Dove lo spirito critico dà il meglio di sé è nello smascheramento operato da Michael Shermer della fiducia eccessiva riposta nel Brain imaging. Si tratta, ancora una volta, della tendenza ad applicare alla mente le analogie più in voga in ciascuna epoca. Vedere nel cervello una macchina idraulica (XVIII secolo), un calcolatore meccanico (XIX), un computer (XX), ha significato non comprenderne le peculiarità, la potenza, il sottrarsi a qualunque similitudine meccanicistica. Shermer critica sia tecnologie come la PET e la fMRI sia la concezione modulare del cervello quale «coltellino svizzero, con una serie di moduli specializzati evoluti per risolvere problemi specifici» (96).
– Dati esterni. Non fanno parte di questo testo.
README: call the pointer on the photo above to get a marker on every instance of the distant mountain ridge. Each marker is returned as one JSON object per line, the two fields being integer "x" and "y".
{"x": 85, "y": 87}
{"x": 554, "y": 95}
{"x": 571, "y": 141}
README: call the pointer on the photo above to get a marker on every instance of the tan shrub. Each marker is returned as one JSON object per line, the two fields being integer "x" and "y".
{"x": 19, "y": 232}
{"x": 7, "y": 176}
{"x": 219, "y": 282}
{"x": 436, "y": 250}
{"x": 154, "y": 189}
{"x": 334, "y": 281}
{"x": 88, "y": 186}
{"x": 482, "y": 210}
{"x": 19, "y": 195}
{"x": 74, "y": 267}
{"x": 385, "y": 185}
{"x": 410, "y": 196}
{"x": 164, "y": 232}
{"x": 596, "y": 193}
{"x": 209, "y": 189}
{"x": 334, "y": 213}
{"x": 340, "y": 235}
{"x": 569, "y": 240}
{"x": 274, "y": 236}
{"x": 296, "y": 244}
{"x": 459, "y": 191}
In realtà, le immagini ottenute con la risonanza magnetica funzionale hanno almeno cinque gravi limiti: i dati sono statisticamente non corretti perché escludono una significativa percentuale della popolazione che rifiuta di entrare in un ambiente claustrofobico e costringe quanti invece vi si sottopongono a “pensare” in un contesto del tutto innaturale; le immagini sono indirette poiché scaturiscono semplicemente dall’allinearsi di alcuni atomi al campo magnetico della macchina; nella ricostruzione finale i colori appaiono netti e divisi per zone, quando ciò che si ottiene è invece molto più distribuito tra tutte le parti del cervello, amalgamato e insieme approssimativo; il risultato è sempre una media statistica, frutto delle fotografie dei cervelli di numerosi soggetti; i tecnici cadono spesso nella fallacia induttiva del post hoc ergo propter hoc: «se creo in te uno stato di paura, la tua amigdala si accende, ma ciò non significa che ogni volta che la tua amigdala si accende tu provi paura. Ogni area del cervello si attiva in corrispondenza di innumerevoli stati differenti» (101). La vita, insomma, «è infotografabile» (F. Leoni, in Neurofenomenologia, Bruno Mondadori 2006) e il cervello è un organo olistico, non modulare o meccanico. Il Brain imaging non è una registrazione di quanto accade nella mente ma una costruzione a posteriori, è una metafora non una raccolta di dati: «le tecnologie di scansione cerebrale continueranno a produrre dati per le nostre teorie metaforiche» (101) e cioè per le sedicenti ipotesi empiriche e cerebrali sulla mente, che invece sono teorie anch’esse, né più né meno delle interpretazioni filosofiche o psicologiche del mentale.